Holmeleigh Horncastle Childrens Homesa Nd School Years
A Memory of Horncastle.
By Michael Savage
A reunion of the Horncastle Homes children and the staff was held at the Town Hall (Drill Hall) July 20 1989. Almost 400 people attended the event. “The atmosphere was really great - everyone was talking about the good old days, although some had painful memories to share.”
Generations of children were brought up in a group of houses, known as Holmeleigh, off Foundry Street. According to the reports from former residents, “It was a very Victorian set up. You were hardly allowed to talk to boys and you made your own entertainment as a group of children together.”
The site consisted of several semi-detached house. Each house, known as a cottage, was numbered 1 to 11. Each cottage accommodated approximately 14 to 16 children; there were 3 mixed sex cottages, 2 all girls and 6 all boys cottages, and each cottage was run by a house mother and house auntie. We the children slept in dormitories, and midnight feasts were inevitable. Once a group of them took a picnic out onto a field in the middle of the night. However, the house mother found out and put a stop to their nocturnal festivities. Daily routine in the House Cottages was extremely regimental, you always knew what the meal would be according to the day of the week. At the back of each cottage was a fence and small yard, no one really used the front, it wasn’t on the road side like at the back.

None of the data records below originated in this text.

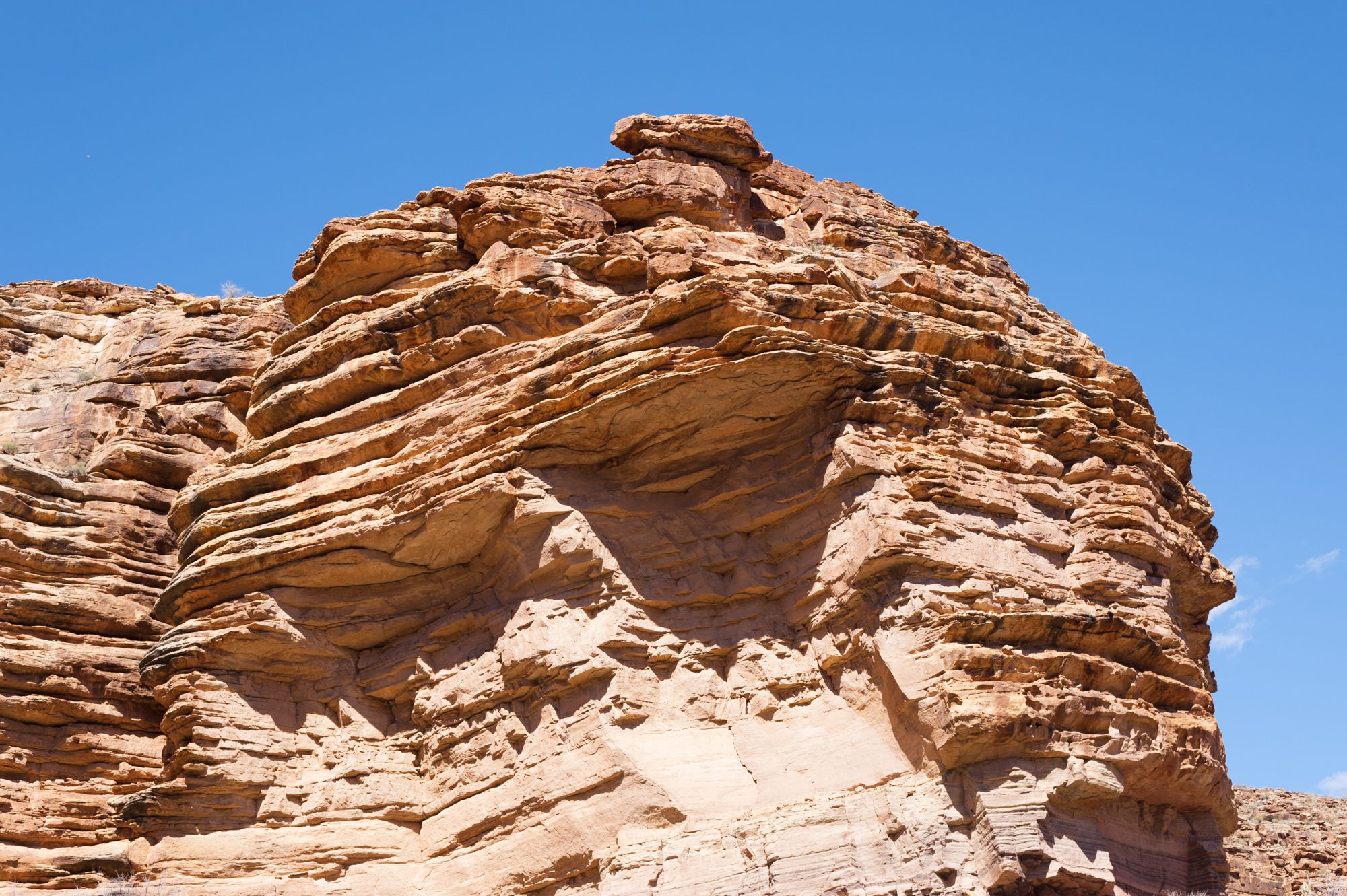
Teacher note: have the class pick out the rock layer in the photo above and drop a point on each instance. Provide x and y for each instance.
(111, 399)
(678, 526)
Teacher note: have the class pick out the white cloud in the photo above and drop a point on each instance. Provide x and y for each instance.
(1241, 615)
(1336, 785)
(1322, 561)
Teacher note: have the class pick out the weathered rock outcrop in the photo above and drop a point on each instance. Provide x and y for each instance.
(111, 399)
(685, 525)
(1288, 844)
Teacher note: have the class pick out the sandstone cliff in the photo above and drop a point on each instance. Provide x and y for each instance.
(681, 526)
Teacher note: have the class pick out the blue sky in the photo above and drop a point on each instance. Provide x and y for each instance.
(1169, 176)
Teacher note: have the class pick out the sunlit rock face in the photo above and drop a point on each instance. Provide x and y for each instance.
(110, 399)
(682, 526)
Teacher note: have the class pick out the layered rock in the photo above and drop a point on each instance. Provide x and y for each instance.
(111, 399)
(685, 525)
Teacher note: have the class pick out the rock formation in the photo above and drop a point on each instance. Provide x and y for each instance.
(1288, 844)
(681, 526)
(111, 399)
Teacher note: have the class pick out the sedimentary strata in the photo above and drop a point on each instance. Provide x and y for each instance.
(1288, 844)
(678, 526)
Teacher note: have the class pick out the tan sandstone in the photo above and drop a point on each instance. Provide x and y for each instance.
(682, 526)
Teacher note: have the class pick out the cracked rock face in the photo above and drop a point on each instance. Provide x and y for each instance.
(681, 526)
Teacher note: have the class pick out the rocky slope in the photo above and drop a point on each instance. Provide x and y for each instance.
(1288, 843)
(685, 525)
(111, 399)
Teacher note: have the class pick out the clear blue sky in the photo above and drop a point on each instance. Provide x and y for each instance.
(1167, 175)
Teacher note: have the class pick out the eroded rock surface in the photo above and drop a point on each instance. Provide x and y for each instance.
(680, 526)
(1288, 844)
(111, 399)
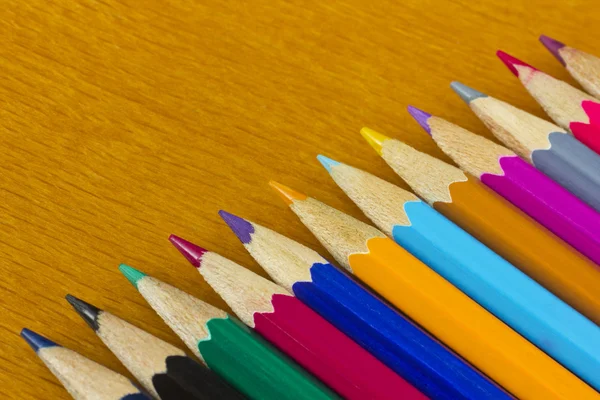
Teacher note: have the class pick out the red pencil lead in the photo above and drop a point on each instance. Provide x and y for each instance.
(193, 253)
(511, 62)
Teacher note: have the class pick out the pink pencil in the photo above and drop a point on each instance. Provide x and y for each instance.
(508, 175)
(297, 330)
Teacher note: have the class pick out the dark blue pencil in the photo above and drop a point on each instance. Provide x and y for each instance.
(388, 335)
(82, 377)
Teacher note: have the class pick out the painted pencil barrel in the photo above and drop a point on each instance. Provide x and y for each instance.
(254, 367)
(328, 354)
(575, 167)
(455, 319)
(396, 341)
(502, 289)
(548, 203)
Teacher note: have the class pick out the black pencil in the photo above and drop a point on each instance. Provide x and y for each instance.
(163, 369)
(83, 378)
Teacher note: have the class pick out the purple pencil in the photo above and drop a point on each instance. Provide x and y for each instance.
(520, 183)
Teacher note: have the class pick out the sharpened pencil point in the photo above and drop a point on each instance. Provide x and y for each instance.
(553, 46)
(242, 228)
(374, 138)
(88, 312)
(327, 162)
(466, 93)
(132, 274)
(421, 117)
(35, 340)
(192, 252)
(511, 62)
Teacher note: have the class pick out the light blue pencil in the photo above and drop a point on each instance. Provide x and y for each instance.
(493, 282)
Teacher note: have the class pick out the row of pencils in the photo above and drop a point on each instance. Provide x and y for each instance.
(485, 286)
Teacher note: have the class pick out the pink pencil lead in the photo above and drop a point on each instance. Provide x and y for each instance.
(511, 62)
(193, 253)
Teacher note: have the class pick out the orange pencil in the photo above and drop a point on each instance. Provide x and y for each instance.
(493, 221)
(435, 304)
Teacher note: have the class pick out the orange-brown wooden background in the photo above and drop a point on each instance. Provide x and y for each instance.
(122, 121)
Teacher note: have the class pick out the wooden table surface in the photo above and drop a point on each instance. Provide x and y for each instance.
(123, 121)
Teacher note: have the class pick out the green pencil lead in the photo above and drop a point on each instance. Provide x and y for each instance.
(132, 274)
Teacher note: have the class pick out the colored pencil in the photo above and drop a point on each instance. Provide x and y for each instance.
(569, 107)
(297, 330)
(226, 345)
(548, 147)
(435, 304)
(487, 278)
(163, 369)
(83, 378)
(391, 337)
(582, 66)
(540, 197)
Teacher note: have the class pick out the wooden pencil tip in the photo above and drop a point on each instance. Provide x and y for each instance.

The home was run by a Superintendent and his wife, Mr and Mrs Vardy. The home in some ways was very strict, but there was nowhere else to go. The Home was not all bad, at Christmas time pantomimes were held in the assembly rooms which had a proper stage and dance floor, and black and white films which were screened there every Monday night and were enjoyed by the children.
The Holmeleigh children also looked after each other like any family, and if they were picked on there were plenty of older ‘brothers and sisters’ to help out. “At times we felt very much like outsiders. Even in the 1950s we had to wear a uniform, we did not have fashion clothes like the other children.”
The uniform requirement was later abolished in the 1960s. The youngsters all had their chores to complete before going to work, including scrubbing the floors and mending.
There was a hospital on site with just one nurse, Mrs Ashton; I was in Home One Cottage from 1954 to 1956 and then Home Nine Cottage, from 1956 to 1958. In the summer, a school on the coast would be hired for a month and we would have a month’s holiday at Cleethorpes or Skegness. We would all sleep on camp beds in the classrooms.
Frequent after school fights, between the children of the home and the ‘other children’ (who were labelled as ‘townies’) would take place on The Wong. The children of the Homes always remained loyal to each other, through thick and thin. Some of the children at the home tried to run away. The story goes that two of the children actually reached London in the 1940s in an attempt to speak to King George VI to complain about the way some of the staff treated them.
I attended Cagthorpe Secondr School from September 1954 to July 1958 and was the Junior and Senior Boys Athletics Captain wining the 100 and 220 yards 3 years on the trot and victor ludorum in 1956/1958, School friends in my form years being Peter Turner, Tim Bryant, Bernard Urry, Melvyn Meanwell, John (Tut) Burton, Zenith Stanley, Alan Roe, Keith (Chunky) Travers, John Edwards, Bas Blackburn, Doug Clarke, Peter Paige of the girls I remember Daphney Nundy, Maureen Thompson. Joyce Cashmore, Brenda McKee, Pauline Broddle, Mary Quincy. Mr Wainmouth then Mr Foster as Head Teacher - School Teachers Mr Cawthorpe, Mr Lyons, Mr Tayles, Mr Ashley, Mr Horrocks, Mr Christain, Mr Needham, Mr Whitaker, Mr Hargreaves, Mr Thorntin, Miss Skins, Miss Keys
In 1958 I left to attend Lincoln Engineering College full time for one year and lodge with a family in Lincoln under the supervision of the Mid Lindsey County Council. At 16½ I joined the Royal Air Force as a Boy Apprentice and left service life in December 1972.
The house mother from Home 9 who was much modernised in her approach to looking after children was 9 years older than me. She left to get married and offered all the children who came under her care a place to which they could call home, so during my time in the RAF I stayed many times and when I married, the house mother and John her husband acted as my parents at the wedding.
During the illness of my wife, Barbara, they supported me many times, and after losing Barbara they also looked after my daughter Helen on many occasions. John and my house mother (also called Barbara) fostered two brothers back in 1974, aged 5 and 4 at the time. Unfortunately time brings sorrow to us all and mother (as I always called her) passed away in November last year aged 73.
Holmeleigh ceased to be a children’s home in 1968 and the original Union Workhouse with its distinctive archway was demolished in the summer of 1986. The remainder of the buildings on the site were converted and became known as Horncastle College.